One of the most popular questions at the Atlanta Tech Village is if our community is comprised of early twenty-somethings that are fresh out of college. While we do have several of those, our average age is around 30 with plenty of entrepreneurs in their 40s, 50s, and 60s. While there are outlier success stories of entrepreneurs going straight from college to startup CEO, I’m a fan of entrepreneurs-to-be working at a startup for a few years before starting their own company. Personally, I went straight from college to startup CEO and made a ton of mistakes I could have learned on someone else’s dime.
Here are a few lessons learned going into the startup CEO role with no real world experience:
- Culture is King – The tendency coming out of college is to focus on people that can get the job done — not people that meet the core values and get the job done (this is my most important lesson learned).

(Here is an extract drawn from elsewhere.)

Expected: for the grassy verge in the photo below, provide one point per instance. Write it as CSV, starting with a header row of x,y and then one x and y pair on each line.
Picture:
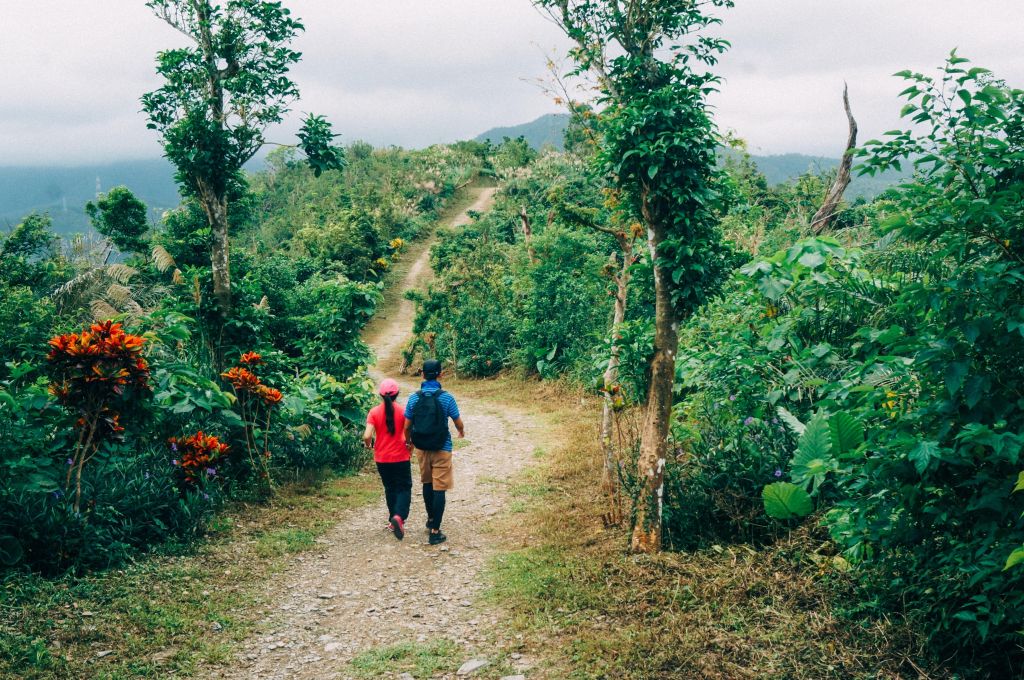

- Sales is Hard – Even the best products require extensive sales and marketing, which is difficult to appreciate without experiencing it first-hand. Acquiring customers is much harder than expected.
- Everything takes Longer – As an entrepreneur I like to rush things and move quickly. Only, most of the world doesn’t operate that way and everything takes longer than expected — much longer than expected.
- Multiple Iterations Required – Every successful venture I’ve been involved with started out doing something different from what they ultimately ended up doing. Don’t expect the first idea to work.
Going straight from college student to startup CEO is hard. Seeking mentors, peer entrepreneurs, and studying lessons learned will help increase the chance of success.
What else? What are some more thoughts on going from college student to startup CEO?